The science of early child development encompasses the fields of neurobiology, genetics and the social sciences, including psychology, social work and medicine.
Research conducted over the past few decades gives us a much better understanding of human brain development and the impact of experience from conception onwards.
The first phase of life is one in which there are both great opportunities and great risks that can set trajectories across a lifetime. Early experiences affect how genes are expressed and how brain connections are built. Thus, early life has a long reach forward.
Neuroscience, the study of the brain and biological pathways, allows researchers to understand how the brain develops. The human brain is a jelly-like mass composed of billions of nerve cells, also called neurons, and glial cells.
Before birth, neurons in some parts of the fetal brain start to sprout axons, the long branches that carry nerve impulses away from the cell body, and dendrites, the shorter branches that receive impulses from the axons of other neurons. Synapses, the connections between neurons connect to form millions of neural pathways in our brain and in the central nervous. This system is the brain's communication system throughout the body.
At birth, a full-term baby's organs and brain structure's are fully developed, but the brain's circuitry continues to develop long after birth. During the first few years of life, this development takes place at an incredible rate, with the brain tripling in size by the time a child reaches three.
One of the most dramatic discoveries in molecular biology over the past generation involves the interplay between early experiences and environments that impacts how, where, and when genes work.

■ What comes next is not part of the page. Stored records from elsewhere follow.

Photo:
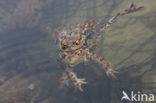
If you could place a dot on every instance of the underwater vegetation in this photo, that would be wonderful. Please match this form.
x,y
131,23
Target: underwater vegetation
x,y
29,65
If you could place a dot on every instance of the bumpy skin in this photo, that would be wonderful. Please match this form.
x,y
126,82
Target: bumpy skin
x,y
76,43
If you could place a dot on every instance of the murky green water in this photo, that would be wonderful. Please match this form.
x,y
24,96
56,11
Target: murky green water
x,y
29,66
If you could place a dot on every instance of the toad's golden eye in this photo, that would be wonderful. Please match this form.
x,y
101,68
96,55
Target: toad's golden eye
x,y
64,55
64,46
77,42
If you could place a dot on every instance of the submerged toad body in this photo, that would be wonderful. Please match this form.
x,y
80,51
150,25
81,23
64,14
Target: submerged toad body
x,y
77,42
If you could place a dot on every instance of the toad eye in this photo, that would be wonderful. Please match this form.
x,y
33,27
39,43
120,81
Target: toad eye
x,y
77,42
64,55
64,46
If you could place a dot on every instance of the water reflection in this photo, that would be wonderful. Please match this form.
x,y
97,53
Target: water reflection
x,y
29,69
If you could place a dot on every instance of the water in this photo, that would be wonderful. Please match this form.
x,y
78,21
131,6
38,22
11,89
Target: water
x,y
29,65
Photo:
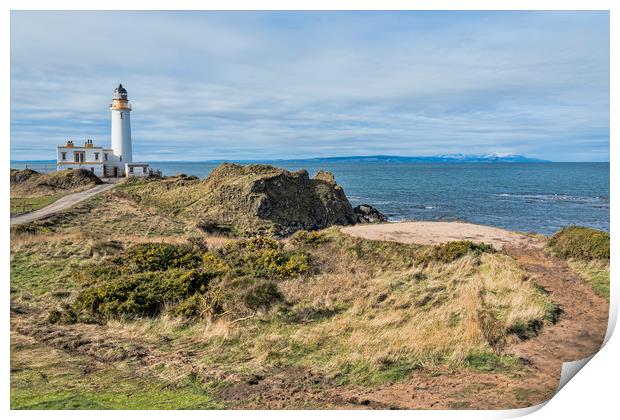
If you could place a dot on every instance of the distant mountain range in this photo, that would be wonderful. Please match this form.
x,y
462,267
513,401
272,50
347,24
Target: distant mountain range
x,y
459,157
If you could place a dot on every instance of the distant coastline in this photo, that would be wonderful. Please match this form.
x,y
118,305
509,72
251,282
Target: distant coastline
x,y
448,158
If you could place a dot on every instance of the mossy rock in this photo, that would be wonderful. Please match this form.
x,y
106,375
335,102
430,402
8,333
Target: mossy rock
x,y
580,243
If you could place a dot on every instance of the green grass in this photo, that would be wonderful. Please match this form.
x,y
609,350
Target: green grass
x,y
36,274
580,243
48,379
596,273
21,205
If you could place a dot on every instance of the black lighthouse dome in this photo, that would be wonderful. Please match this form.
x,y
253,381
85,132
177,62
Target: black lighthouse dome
x,y
120,92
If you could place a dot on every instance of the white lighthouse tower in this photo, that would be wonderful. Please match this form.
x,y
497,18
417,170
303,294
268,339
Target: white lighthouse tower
x,y
121,125
114,162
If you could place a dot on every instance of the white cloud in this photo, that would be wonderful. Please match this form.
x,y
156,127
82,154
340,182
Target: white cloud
x,y
275,85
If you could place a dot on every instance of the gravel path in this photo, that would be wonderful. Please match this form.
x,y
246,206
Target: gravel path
x,y
60,204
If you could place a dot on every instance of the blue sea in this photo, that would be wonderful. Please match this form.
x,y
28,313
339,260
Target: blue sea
x,y
527,197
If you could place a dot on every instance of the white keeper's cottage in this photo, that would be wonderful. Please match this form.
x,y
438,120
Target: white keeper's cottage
x,y
114,162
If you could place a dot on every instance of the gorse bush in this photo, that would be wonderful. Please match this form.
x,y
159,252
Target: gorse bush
x,y
184,280
580,243
264,257
141,294
451,251
160,257
262,296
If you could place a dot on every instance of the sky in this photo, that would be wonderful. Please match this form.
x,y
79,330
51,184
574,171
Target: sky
x,y
278,85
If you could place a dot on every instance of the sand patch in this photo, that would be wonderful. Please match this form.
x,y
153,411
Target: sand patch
x,y
432,233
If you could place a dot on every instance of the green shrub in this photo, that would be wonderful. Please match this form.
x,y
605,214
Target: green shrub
x,y
213,264
451,251
191,307
581,243
262,296
263,257
312,239
161,257
140,294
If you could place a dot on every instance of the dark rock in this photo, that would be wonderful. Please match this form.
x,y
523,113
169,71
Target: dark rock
x,y
368,214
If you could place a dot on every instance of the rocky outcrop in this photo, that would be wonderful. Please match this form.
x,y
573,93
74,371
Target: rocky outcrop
x,y
272,200
368,214
252,199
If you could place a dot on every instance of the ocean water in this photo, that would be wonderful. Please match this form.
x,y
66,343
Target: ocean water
x,y
528,197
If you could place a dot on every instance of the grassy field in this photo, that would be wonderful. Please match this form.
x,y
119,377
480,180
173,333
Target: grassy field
x,y
350,312
118,305
587,253
21,205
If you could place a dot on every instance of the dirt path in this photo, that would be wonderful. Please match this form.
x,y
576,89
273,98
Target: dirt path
x,y
63,203
579,332
431,233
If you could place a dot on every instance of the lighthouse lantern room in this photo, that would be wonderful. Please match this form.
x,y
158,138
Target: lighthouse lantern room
x,y
114,162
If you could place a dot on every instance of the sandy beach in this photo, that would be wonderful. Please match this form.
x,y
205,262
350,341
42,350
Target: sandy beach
x,y
431,233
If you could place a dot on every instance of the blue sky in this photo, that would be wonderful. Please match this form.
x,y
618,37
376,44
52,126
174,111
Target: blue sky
x,y
262,85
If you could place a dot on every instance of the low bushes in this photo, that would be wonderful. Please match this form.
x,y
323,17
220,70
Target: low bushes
x,y
580,243
186,281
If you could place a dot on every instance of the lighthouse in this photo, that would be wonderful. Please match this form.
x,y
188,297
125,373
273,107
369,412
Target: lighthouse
x,y
121,125
103,162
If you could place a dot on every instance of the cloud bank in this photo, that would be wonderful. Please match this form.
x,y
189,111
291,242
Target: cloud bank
x,y
263,85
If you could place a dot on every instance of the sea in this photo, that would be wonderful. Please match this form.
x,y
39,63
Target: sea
x,y
525,197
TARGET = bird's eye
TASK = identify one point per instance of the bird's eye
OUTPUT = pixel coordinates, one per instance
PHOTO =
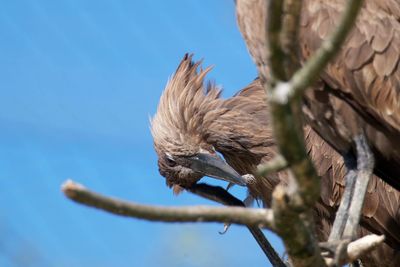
(170, 161)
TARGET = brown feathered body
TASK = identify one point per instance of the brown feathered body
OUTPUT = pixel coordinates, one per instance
(359, 91)
(238, 128)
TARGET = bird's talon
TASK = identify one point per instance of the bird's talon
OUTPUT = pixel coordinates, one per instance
(249, 178)
(226, 228)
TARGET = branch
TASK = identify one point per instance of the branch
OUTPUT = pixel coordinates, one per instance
(220, 195)
(358, 248)
(293, 205)
(275, 165)
(238, 215)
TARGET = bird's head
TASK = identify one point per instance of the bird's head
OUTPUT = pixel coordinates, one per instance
(185, 110)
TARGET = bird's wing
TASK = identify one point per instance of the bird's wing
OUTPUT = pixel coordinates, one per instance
(367, 68)
(381, 213)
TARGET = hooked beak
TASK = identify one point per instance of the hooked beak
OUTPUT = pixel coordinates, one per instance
(214, 166)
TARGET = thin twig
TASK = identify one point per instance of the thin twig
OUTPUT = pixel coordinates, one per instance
(220, 195)
(238, 215)
(358, 248)
(275, 165)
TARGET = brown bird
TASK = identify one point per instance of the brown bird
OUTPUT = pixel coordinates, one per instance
(193, 124)
(359, 91)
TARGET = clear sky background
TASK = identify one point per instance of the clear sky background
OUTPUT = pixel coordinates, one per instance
(78, 82)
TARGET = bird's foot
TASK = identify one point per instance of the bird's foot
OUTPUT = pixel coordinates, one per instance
(337, 250)
(248, 202)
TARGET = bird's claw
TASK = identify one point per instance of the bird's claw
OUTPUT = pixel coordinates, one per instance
(336, 250)
(249, 178)
(226, 228)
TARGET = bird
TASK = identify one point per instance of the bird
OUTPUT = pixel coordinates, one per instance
(359, 91)
(197, 133)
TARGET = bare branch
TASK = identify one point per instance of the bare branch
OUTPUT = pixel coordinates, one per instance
(222, 196)
(289, 35)
(358, 248)
(238, 215)
(275, 165)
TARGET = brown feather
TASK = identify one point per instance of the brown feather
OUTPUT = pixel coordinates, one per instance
(238, 128)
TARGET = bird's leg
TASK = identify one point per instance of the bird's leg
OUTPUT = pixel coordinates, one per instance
(365, 167)
(343, 211)
(357, 179)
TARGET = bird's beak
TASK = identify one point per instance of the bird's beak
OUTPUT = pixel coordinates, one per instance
(214, 166)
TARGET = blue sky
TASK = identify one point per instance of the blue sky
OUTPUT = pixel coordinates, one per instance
(78, 82)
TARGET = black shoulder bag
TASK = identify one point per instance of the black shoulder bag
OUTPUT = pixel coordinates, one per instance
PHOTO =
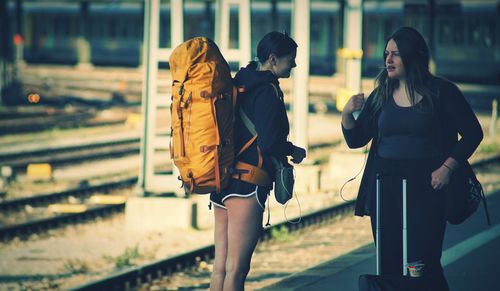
(463, 195)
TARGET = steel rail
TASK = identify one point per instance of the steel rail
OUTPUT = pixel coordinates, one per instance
(23, 230)
(134, 276)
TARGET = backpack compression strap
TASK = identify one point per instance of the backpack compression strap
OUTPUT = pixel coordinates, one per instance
(244, 171)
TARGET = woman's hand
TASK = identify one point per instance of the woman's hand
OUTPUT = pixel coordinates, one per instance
(440, 177)
(298, 154)
(355, 103)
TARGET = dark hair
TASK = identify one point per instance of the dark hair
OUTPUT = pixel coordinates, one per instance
(415, 56)
(277, 43)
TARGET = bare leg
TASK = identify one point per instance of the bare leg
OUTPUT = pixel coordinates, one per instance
(243, 231)
(220, 239)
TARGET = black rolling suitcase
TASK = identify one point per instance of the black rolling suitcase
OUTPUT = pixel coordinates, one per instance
(384, 282)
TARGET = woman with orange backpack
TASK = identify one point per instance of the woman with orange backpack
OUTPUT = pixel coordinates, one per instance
(238, 209)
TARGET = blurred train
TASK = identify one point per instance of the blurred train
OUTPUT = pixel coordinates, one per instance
(465, 36)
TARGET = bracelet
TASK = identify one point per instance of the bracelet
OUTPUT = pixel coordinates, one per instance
(448, 167)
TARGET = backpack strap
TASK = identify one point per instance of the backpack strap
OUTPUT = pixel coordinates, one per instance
(244, 171)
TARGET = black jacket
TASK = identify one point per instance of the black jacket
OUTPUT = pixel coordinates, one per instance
(268, 113)
(452, 116)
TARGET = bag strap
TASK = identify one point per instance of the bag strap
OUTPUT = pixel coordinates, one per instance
(251, 127)
(440, 112)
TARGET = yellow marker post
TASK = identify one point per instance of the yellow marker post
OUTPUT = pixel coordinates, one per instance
(134, 120)
(39, 171)
(343, 95)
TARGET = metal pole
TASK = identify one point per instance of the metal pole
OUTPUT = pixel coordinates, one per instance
(245, 32)
(493, 122)
(353, 31)
(300, 106)
(150, 61)
(177, 27)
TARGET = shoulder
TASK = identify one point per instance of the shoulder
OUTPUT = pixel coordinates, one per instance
(445, 86)
(268, 91)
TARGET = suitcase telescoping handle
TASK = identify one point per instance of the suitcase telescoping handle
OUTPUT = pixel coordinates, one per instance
(378, 231)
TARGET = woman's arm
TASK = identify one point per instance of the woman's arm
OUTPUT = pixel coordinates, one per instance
(460, 117)
(358, 132)
(271, 123)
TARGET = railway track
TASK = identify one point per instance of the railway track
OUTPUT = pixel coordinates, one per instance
(67, 154)
(87, 211)
(140, 276)
(14, 209)
(34, 122)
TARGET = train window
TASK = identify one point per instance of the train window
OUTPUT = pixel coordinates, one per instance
(489, 33)
(112, 28)
(165, 40)
(233, 27)
(458, 32)
(481, 33)
(445, 32)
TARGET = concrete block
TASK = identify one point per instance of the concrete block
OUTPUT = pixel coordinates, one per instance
(307, 178)
(146, 214)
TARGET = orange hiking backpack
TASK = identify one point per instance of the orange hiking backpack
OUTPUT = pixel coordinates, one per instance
(202, 110)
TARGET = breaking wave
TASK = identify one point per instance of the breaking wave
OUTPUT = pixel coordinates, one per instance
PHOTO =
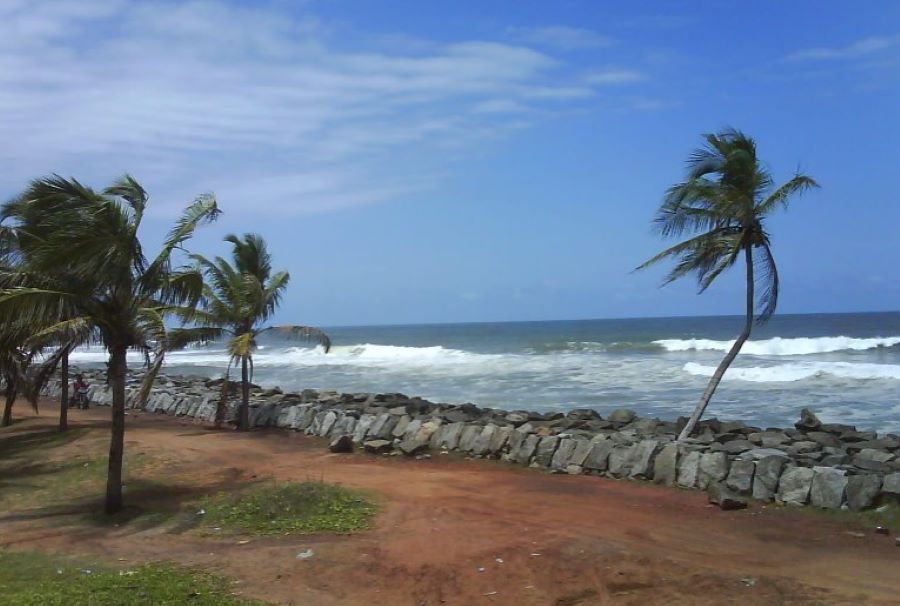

Most brain scientists no longer consider "nature vs. nurture," but instead focus on the effects of both nature and nurture. In other words, brain development is not determined solely by either genes or the environment, but rather through an interaction between the two. Epigenetics describes how environmental factors affect genetic activation and expression.
Everything in the infant environment contributes to their experience and brain development-noise, light, changes in temperature, nutrition and the touch, voice and smell of her caregivers. The quality of exchanges between caregiver and infant serves as the foundation for the infant's brain and biological systems and influences the child's subsequent mental and physical health. The relationship between caregiver and infant plays a pivotal role in the child's capacity to interact with others and influences neural pathways for language and higher cognitive functions.